Although they are born with some remembering of the past, so that if they touch 
a hot coil their hand will retract immediately. They are born with large fangs. 
Boiling digestive acid. Narrow eyes. But they don't act on old context or 
possible future context. The human brain and dog brain can do this. They can 
react to old context and possible future context and discover old and future 
context. It's not old context though, it's stored in the brain, and it has 
energy in the nodes if it has been heard/seen in the last 1,000 words far back 
in time. Some nodes are always energized, like reward goals. The predicted 
words become the past energized nodes, the past is the current state. This 
reading of text makes you remember 'old node pasts', the far back text in a 
paragraph (that LSTMs tried to remember), ignore *that* term of 'far back', 
there is no paper, only when the sound gets to your brain do you have nodes 
energized.
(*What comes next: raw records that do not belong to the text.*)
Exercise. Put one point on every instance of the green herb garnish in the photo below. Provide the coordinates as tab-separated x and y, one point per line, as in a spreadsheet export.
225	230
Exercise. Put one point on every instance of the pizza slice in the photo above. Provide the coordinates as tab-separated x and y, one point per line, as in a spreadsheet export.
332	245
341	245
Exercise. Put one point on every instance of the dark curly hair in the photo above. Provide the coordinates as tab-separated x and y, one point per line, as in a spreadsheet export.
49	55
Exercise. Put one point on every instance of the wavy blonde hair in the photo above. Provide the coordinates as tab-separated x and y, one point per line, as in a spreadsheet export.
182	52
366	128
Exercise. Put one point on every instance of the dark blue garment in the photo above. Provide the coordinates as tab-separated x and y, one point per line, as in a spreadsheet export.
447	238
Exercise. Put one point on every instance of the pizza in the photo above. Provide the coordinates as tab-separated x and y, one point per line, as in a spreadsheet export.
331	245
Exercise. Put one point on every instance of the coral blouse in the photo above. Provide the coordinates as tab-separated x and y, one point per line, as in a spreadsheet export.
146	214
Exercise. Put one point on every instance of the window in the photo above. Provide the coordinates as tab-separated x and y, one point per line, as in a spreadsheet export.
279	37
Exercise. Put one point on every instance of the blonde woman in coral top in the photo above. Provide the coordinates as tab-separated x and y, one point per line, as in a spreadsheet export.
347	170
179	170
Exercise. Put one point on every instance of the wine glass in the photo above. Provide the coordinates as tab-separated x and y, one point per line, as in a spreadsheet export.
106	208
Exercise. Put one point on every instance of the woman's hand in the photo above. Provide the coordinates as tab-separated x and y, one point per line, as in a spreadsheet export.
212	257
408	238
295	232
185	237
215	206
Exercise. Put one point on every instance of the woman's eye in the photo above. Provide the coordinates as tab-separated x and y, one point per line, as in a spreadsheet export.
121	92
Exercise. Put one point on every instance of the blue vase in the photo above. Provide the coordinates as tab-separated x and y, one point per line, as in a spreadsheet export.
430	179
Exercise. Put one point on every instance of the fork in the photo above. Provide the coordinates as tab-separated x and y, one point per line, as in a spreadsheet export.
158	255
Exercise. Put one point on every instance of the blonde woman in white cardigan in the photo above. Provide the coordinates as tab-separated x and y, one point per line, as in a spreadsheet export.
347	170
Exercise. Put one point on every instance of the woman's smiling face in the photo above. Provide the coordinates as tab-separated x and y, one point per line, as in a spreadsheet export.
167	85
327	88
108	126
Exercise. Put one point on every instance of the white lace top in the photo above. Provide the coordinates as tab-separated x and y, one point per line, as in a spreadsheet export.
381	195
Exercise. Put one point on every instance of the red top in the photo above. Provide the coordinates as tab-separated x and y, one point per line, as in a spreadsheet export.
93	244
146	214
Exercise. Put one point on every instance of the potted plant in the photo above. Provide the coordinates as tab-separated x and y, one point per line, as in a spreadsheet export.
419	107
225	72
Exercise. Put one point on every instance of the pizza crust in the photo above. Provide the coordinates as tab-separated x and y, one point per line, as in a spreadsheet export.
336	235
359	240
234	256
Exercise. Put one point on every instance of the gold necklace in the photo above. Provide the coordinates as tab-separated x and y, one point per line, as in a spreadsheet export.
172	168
The human brain considers these old past nodes, and the more the 
better. The primitive brain can only react to short context, a short match in 
memory. It doesn't think using a long stream of words or image objects. Longer 
context results in more precise attention, narrowing down the text predictor 
prediction probabilities. And deeper translation of the stream of context 
allows you to do that. Problem with old brains is they can learn how to walk or 
chew and are born with reflexes, but they don't see a long context, and hence 
nor think of long context. They need to consider a lot of context to make a 
better decision, they need to see what comes later, what caused it to come, 
what options it has and what they relate to, they need to re_search certain 
words like Cancer and see what context has been seen around them. They need 
more context, and deep manipulative translation which looks ahead of the 
context you have, far back in your node network, and changes words. Where do 
you get your stream of context? You start with a simple seed question, and you 
already have a slew of sentences from the real world. You can do what GPT-2 
does, and are already gaining more context. Your seed nodes with reward in them 
are the most important context, always active. They steer the prediction to 
desired outcomes along the mental maze of possible branches to simulate your 
plan through.

Bigger systems have more context. That's why suns/stars and Uranium are 
radioactive, they are unstable because they are too large and therefore catch 
fire, like wood and gasoline and batteries, releasing free energy from the 
magnetic aligned/cooperative loops inside that are strong and wasted no energy 
aprior. Boiling water also spurts water. They are engines, extracting free data 
insights, just like text/image predictors in the crucial Hutter Prize for 
Lossless Compression. That's why Big Data is 50% of AGI, it is for the brain to 
"work" with, data "is" AGI. Context is AGI. It decides the future by comparing 
old pasts by thinking about them.

When an embryo grows, at the particle level there is only a few laws being 
followed to make decisions. Every particle is listening to millions of 
particles around it by gravitational pulls acting on it. But the immediate 
local context matters most, because a human body still functions mostly the 
same way when a fridge or chair or waterfall is next to it (unless a planet is 
near it). All particle behavior is based on pulling and pushing using magnetic 
force. Energy carries the object with it until it hitsĀ  wall or the air and 
transfers the energy somewhere. The reaction is immediate. But brains can 
"save" memory and associate them to motor actions tried. Note that randomly 
trying motor actions is slow way to learn skill or knowledge, the data 
discovery engine is the advanced way. And it does so by using hundreds of 
*internal memories as big context. This let's it make a decision, based on a 
lot of context from many past nodes it has seen.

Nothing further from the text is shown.